Updated 2:15 p.m. | Senate Majority Leader Harry Reid, D-Nev., moved to bring the Senate's immigration debate to close Friday, after incorporating a bipartisan border security deal into the underlying bill.
With that deal in hand, Reid now appears to have plenty of votes from Republicans to overcome a filibuster led by GOP conservatives such as Jeff Sessions of Alabama and Ted Cruz of Texas. The test of that assumption will come June 24 at 5:30 p.m.
Reid set up the test vote after the much-anticipated border security amendment was filed on Friday afternoon. It was bundled into an omnibus amendment designed to prevent any procedural pitfalls. Placing the agreement in the underlying bill also served as a way for supporters of an immigration measure to prove their commitment to the compromise worked out by GOP Sens. Bob Corker of Tennessee and John Hoeven of North Dakota.
Reid has previously said he wants to vote on final passage before the Senate leaves for the Fourth of July recess at the end of next week, and his procedural moves are designed to accomplish that.
Once the amendment arrived, Reid filed a motion to limit debate on the overall amendment and get the measure lined up for next week's vote. He also used a procedural tool at his disposal, known as filling the amendment tree, to prevent further amendments without an agreement.
"I am reminded today that legislating is about making tough choices. It is not about standing on the sidelines and complaining that you cannot get a perfect solution enacted," said Senate Judiciary Chairman Patrick J. Leahy, D-Vt. "One of the reasons I decided to continue chairing the Senate Judiciary Committee is because of this once-in-a-generation chance for us to truly reform our broken immigration system. It is a tragic problem that calls out for a comprehensive solution. There are too many families kept apart because of our broken immigration system, and there are too many people living in the shadows who should be allowed to earn their citizenship for us to fail them now. We owe it to them ... to get legislation passed.
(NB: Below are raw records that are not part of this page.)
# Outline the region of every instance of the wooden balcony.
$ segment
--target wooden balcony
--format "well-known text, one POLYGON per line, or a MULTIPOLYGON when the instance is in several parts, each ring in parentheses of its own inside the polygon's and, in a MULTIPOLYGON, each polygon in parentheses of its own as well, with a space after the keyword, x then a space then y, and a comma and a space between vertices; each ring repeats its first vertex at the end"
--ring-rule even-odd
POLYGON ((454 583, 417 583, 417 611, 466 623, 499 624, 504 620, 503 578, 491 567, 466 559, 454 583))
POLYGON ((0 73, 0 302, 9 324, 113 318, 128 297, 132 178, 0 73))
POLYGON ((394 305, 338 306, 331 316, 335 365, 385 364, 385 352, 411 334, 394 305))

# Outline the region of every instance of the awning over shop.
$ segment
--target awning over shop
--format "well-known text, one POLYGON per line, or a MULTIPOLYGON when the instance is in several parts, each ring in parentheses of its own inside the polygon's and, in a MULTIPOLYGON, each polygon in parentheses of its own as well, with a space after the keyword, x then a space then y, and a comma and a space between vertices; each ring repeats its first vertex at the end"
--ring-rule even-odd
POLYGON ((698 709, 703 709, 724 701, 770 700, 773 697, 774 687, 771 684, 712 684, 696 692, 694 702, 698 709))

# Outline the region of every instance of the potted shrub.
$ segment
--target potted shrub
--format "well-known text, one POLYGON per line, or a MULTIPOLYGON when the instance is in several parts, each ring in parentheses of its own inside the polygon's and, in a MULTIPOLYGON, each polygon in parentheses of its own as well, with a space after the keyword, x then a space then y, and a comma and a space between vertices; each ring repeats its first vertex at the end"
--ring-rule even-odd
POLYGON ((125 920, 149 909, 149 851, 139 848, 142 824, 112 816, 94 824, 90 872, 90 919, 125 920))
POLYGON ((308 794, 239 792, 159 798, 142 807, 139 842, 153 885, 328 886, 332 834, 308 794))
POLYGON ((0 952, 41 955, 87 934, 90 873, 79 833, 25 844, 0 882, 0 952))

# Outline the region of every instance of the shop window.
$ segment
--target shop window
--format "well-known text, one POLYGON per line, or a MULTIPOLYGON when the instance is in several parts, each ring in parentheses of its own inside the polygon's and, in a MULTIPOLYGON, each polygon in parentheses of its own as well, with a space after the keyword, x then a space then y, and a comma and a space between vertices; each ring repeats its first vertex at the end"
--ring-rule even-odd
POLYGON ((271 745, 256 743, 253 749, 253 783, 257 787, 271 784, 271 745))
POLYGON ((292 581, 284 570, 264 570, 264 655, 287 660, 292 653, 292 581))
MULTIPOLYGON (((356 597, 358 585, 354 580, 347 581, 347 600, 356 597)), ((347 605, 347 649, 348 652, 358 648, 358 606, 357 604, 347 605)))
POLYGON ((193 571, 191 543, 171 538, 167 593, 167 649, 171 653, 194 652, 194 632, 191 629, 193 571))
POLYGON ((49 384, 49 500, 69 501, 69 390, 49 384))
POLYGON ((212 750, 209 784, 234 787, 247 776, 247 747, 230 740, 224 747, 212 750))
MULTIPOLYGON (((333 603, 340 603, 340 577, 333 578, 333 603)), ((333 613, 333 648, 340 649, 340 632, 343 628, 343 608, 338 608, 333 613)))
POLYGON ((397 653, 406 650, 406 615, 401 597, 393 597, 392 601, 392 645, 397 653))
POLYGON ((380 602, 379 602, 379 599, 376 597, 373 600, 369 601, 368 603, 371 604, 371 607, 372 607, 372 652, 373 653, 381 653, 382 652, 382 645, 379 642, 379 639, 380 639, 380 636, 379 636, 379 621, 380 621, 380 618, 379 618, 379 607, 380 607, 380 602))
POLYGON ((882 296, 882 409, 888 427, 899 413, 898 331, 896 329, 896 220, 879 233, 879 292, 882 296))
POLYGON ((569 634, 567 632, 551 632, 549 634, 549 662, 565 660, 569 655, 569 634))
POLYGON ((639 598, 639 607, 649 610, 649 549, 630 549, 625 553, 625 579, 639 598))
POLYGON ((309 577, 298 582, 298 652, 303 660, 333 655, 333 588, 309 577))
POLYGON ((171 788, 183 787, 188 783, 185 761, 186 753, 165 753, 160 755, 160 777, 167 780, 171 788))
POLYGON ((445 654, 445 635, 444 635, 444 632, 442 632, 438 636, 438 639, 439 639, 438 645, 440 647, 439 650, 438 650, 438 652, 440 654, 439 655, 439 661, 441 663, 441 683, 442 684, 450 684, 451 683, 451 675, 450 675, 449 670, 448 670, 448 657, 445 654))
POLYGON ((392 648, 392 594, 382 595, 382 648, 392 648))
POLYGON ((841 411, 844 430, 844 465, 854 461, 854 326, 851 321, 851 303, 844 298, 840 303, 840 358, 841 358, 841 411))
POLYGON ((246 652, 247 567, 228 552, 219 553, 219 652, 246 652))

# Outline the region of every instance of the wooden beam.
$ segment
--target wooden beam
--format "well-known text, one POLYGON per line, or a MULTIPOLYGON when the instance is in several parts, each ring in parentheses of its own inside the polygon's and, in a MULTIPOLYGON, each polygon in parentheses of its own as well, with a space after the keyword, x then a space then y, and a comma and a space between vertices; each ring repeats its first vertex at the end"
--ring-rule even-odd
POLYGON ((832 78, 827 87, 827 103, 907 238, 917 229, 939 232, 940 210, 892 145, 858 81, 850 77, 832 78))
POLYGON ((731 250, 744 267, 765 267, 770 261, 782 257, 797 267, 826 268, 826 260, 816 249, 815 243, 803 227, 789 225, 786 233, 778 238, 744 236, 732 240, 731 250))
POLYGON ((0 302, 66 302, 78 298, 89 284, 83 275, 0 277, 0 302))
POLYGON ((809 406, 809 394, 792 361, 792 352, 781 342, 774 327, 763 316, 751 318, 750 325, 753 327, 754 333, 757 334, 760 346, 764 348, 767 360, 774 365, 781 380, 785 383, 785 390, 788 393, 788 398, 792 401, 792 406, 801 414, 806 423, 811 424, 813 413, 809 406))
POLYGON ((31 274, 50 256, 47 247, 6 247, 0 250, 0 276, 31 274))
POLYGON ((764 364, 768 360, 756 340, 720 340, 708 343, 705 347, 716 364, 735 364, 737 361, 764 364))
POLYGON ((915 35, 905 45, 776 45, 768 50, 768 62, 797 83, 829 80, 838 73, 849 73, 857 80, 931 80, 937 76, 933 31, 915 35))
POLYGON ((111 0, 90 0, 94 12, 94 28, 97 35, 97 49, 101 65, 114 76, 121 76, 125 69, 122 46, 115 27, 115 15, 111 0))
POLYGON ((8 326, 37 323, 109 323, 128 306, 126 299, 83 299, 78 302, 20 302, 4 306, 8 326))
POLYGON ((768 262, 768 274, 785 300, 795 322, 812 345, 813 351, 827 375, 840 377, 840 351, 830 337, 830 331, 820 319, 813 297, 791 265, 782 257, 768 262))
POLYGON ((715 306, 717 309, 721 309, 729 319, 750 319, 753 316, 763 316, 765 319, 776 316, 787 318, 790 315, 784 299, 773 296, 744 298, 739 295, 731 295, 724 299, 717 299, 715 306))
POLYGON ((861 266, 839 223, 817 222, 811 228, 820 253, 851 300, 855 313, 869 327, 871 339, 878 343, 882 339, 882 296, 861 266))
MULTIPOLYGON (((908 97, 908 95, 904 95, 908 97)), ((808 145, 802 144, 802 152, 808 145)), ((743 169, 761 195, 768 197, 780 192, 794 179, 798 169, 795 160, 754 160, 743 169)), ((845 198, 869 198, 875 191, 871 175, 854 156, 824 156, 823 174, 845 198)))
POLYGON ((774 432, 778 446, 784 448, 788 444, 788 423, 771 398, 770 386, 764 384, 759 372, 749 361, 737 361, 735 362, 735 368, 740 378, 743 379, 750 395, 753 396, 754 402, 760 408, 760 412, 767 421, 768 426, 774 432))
So while I do not agree with the Republicans’ border demands, I will support this modification of my amendment because it is one of many tough choices necessary to continue making progress toward passage of this crucial bill."
The Senate floor was in a holding pattern, with debate only until mid-afternoon as staffers worked to iron out exactly what would be in a catch-all immigration amendment including Hoeven and Corker's important border security measure, a bunch of noncontroversial amendments and compromise language on other issues.
Reid said earlier that the process could move along fairly expeditiously, but cautioned Friday morning that "very quickly in Senate time is not like everybody else’s time."
Corker and Hoeven appeared on Fox News Friday morning to promote their proposal to bring a "surge" to border security, a day after unveiling a deal with Senate Democrats to make a massive investment in security and tracking.
"I think this solves the problem and moves aside the whole issue of securing the border," Corker said. "It'll be introduced in the next short period of time. There's one little issue that's being worked on."
Corker said the issue was unrelated to the border security.
"Our focus in this bill is to strengthen the border, but there are other issues going on as well," Hoeven said. "Illegal immigrants in RPI status, this provisional status, don't get benefits, and we've taken a tough line on that and we're getting push back from the other side, and we're saying no." (RPI in the context of the immigration bill drafted by the bipartisan "gang of eight" now on the floor stands for "registered provisional immigrant.")
Hoeven said the package "includes all the latest technologies, 20,000 more border agents, 700 miles of fence, an e-verify system, electronic entry-exit at all airports and seaports. That's what we're holding tough on, and they keep pushing back. ... That's why it's taking some time."
"Immigrants cannot get a green card until all 20,000 border agents are in place. They cannot get a green card until all $3.2 billion of the technology that the border patrol has asked for is in place," Corker said. "Anyone who criticizes this bill because of border security, in my opinion, is just looking for a reason to criticize the bill."